The W&G exhibition is festooned with posters warning against patent piracy and the stealing of ideas. Perhaps worried that the language of their posters might go over the heads of young visitors ("Registering your trade mark means protecting your brand's value and reputation"), they employ other kid-friendly strategies to explain intellectual copyright. Posters on the walls of Gromit's kitchen remind visitors that the youngest-ever inventor was one Sam Houghton, 5, who watched his father sweeping up leaves and noticed that he used two brooms, one for the heavy leaves, one for the smaller bits left behind.

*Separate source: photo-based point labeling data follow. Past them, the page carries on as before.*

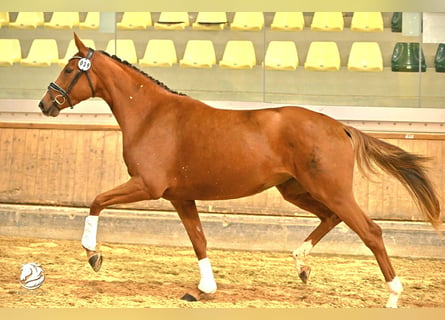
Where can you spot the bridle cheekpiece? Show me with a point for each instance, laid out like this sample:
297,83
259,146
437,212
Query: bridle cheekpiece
83,65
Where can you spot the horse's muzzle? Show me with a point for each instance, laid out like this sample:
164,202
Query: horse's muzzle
52,111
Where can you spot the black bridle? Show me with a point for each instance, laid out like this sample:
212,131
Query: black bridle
83,65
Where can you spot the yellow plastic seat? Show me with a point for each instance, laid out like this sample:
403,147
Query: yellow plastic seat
367,22
327,21
210,21
281,55
28,20
63,20
124,49
287,21
135,21
172,21
159,53
10,53
323,56
199,54
238,54
247,21
4,19
43,53
91,22
365,56
72,50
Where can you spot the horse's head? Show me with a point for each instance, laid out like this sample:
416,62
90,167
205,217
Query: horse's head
73,85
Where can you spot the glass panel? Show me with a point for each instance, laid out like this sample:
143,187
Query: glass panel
377,65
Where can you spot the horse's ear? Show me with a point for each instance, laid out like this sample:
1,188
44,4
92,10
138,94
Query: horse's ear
79,44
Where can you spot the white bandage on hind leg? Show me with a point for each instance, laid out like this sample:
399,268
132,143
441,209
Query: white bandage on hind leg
89,233
207,283
395,289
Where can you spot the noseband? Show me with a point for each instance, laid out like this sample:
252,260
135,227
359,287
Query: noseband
83,65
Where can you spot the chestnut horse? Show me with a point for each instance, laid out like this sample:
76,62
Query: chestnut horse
182,150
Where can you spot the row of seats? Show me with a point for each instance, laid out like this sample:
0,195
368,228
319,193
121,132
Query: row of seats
280,55
244,21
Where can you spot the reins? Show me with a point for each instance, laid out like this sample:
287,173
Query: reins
83,65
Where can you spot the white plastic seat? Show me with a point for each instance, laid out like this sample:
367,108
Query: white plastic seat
10,53
27,20
124,49
159,53
172,21
281,55
43,53
91,22
210,21
247,21
238,54
198,54
367,22
327,21
323,56
288,21
365,56
72,50
135,21
63,20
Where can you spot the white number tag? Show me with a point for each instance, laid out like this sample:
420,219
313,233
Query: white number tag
84,64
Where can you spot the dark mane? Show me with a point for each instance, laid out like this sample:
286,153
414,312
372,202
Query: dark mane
126,63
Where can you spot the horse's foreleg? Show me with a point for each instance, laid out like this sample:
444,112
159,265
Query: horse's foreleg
130,191
188,214
292,192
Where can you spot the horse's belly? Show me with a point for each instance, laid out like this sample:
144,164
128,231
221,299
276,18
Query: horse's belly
223,187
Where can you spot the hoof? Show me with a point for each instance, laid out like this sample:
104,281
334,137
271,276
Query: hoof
304,273
189,297
95,260
195,295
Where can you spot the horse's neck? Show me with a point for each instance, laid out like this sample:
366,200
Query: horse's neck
131,97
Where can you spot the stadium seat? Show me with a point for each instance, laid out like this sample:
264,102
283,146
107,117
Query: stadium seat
43,53
159,53
323,56
287,21
210,21
172,21
198,54
238,54
4,19
91,22
10,53
281,55
247,21
439,59
135,21
124,49
406,58
63,20
365,56
367,22
28,20
72,50
396,22
327,21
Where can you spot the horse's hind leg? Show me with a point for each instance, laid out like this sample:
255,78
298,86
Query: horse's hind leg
188,213
371,234
293,193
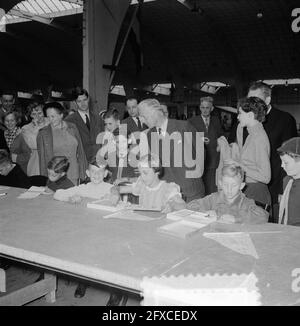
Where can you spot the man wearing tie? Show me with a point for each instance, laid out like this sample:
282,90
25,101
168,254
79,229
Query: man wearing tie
211,126
175,143
279,126
87,122
134,123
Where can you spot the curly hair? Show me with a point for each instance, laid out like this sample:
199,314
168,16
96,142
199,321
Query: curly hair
59,164
255,105
16,114
152,161
233,170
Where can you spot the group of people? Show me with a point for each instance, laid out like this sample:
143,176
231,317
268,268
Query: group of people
159,162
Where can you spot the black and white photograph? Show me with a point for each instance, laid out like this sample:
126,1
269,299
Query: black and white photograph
149,155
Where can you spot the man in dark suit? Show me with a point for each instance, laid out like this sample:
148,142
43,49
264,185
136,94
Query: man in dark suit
133,121
175,143
211,126
280,126
89,126
87,122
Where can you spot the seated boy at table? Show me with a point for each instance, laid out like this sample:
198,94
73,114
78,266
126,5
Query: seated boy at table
57,174
11,173
96,188
111,121
230,204
289,208
118,161
153,193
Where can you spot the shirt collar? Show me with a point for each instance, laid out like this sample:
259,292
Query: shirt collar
164,127
204,118
82,114
222,200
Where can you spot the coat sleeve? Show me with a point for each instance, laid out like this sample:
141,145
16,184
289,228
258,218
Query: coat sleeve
81,157
42,154
261,171
255,215
201,205
21,149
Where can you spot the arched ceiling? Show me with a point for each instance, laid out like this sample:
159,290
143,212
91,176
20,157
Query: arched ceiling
223,41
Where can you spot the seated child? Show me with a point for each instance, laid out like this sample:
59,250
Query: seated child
153,192
10,173
289,209
96,188
106,140
57,174
118,162
230,204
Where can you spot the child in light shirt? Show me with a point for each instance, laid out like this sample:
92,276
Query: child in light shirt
153,193
57,174
95,189
230,205
289,209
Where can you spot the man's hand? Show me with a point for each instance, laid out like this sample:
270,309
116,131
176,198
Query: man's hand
75,199
227,218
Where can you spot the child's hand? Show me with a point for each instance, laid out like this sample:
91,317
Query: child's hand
167,209
75,199
114,199
212,214
227,218
118,181
47,191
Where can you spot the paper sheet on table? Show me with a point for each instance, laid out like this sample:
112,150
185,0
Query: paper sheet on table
237,241
32,192
201,290
133,216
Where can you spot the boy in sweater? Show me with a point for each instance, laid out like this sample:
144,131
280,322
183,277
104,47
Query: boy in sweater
95,189
289,209
230,205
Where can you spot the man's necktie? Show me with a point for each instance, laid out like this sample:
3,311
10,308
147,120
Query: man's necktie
87,121
139,123
245,134
206,123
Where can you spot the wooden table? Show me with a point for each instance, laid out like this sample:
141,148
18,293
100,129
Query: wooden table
75,240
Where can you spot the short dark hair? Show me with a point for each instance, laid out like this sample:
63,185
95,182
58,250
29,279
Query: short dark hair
8,92
255,105
59,164
111,113
100,163
36,100
4,156
265,88
131,98
56,106
16,114
78,91
233,170
153,162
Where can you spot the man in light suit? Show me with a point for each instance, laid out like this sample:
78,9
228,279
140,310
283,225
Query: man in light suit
211,126
279,126
177,168
87,122
89,126
133,121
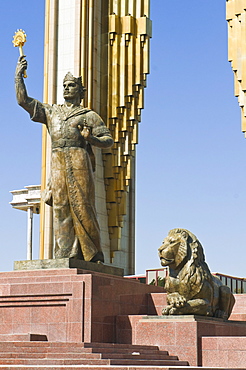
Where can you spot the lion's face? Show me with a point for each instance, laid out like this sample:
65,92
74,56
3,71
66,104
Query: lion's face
174,248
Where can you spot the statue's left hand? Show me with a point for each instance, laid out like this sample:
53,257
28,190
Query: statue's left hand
86,132
21,66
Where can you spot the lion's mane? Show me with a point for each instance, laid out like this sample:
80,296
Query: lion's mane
194,270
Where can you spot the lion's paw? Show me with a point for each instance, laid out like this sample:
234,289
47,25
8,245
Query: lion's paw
166,310
176,300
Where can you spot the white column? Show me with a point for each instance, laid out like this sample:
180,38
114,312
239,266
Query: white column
29,232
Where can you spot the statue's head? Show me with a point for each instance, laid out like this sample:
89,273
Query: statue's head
72,87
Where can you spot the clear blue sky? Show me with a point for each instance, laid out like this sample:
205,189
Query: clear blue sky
191,156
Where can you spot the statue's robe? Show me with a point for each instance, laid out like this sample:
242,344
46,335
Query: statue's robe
76,227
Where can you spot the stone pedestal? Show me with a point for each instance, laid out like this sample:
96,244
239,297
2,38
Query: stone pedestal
67,305
181,335
68,263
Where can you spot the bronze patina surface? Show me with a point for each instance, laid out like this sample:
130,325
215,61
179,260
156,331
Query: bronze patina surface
190,286
73,129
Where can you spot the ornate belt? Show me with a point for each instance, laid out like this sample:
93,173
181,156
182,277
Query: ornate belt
67,143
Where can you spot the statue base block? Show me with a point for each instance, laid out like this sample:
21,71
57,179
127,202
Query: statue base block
67,263
182,335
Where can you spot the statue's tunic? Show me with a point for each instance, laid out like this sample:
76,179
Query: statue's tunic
76,227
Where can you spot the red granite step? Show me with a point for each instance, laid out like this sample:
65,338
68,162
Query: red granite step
33,367
84,354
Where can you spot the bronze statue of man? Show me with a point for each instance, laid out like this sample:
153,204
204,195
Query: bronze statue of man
73,129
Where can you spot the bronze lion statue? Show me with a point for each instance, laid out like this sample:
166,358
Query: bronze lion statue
190,286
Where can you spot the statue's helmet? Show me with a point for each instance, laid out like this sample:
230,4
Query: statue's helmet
78,81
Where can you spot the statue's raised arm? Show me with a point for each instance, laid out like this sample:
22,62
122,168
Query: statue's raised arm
21,94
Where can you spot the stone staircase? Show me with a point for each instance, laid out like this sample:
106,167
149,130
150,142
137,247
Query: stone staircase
91,355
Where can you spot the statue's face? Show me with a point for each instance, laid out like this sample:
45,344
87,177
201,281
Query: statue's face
70,90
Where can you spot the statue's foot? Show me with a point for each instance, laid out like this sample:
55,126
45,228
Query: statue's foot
98,258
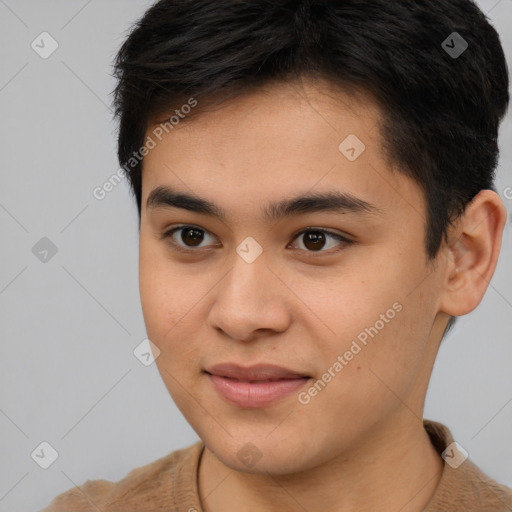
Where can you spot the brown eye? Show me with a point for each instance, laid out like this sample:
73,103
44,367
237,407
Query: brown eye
192,236
314,240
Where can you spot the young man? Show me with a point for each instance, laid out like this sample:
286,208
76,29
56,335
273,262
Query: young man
314,183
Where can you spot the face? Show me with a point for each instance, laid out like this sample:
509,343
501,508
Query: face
337,293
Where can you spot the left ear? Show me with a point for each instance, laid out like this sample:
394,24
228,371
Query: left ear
473,247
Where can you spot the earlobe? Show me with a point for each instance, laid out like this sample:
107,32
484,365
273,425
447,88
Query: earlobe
474,247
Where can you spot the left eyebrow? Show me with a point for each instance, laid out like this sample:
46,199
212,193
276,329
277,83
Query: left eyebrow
336,202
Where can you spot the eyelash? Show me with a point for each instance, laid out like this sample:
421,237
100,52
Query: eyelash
170,232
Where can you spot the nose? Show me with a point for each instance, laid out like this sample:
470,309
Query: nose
251,301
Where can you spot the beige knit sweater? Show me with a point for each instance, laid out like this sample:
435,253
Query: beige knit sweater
169,484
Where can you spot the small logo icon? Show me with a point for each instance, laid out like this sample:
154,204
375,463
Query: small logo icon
146,352
249,249
44,250
249,455
454,455
454,45
44,455
351,147
44,45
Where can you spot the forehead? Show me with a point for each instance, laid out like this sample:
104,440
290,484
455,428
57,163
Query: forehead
281,140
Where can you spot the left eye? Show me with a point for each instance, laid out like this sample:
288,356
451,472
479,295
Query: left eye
312,239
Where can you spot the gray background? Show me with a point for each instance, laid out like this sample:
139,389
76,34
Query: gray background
69,326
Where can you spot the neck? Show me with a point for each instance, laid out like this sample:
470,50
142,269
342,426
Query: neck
391,469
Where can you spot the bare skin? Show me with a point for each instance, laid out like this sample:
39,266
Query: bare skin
359,443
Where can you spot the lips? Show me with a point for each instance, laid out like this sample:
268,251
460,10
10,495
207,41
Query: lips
256,373
255,386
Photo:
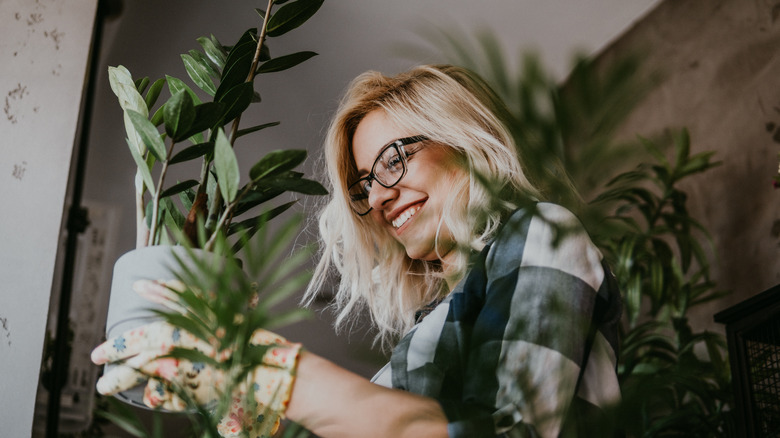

The boy tied two brooms together with elastic bands – and the Improved Broom System was born. His father worked as a patents attorney and convinced the IPO that Sam's idea was "unique" and had "a clear purpose" – the two criteria for granting a patent. Now, while still in short trousers, Sam holds Patent No 2438091, giving him sole control over the Improved Broom for 20 years.

Had Nick Park ever suffered from patent infringement? "I sometimes see what looks like piracy – characters who are very like Shaun the Sheep – turning up. Personally, I feel flattered by the imitation. And when people say I should take action, I tend to say, 'It's hard to patent or copyright a sheep. Or a dog.' Has someone ripped off my robotic monster? Yes, but I probably got the idea from The Beano, or from HG Wells." He's been alerted many times to the apparent similarities between Wall-E, the lonely Earth robot that was a smash hit for Pixar studios last year, and the lonesome oven on the moon in A Grand Day Out. "People say, 'It's a robot! It collects things!' but I just think, 'That's the way things go'; we're probably copying other people in the past."

Despite his cavalier approach to patent protection, Park is happy to collaborate with the IPO, to pass on a vital fact about inventions. "We at Aardman and the IPO are trying to teach people that everything around you – this cup, that chair – has been thought up by someone. We're trying to teach people about ownership – the fact that somebody somewhere has created it."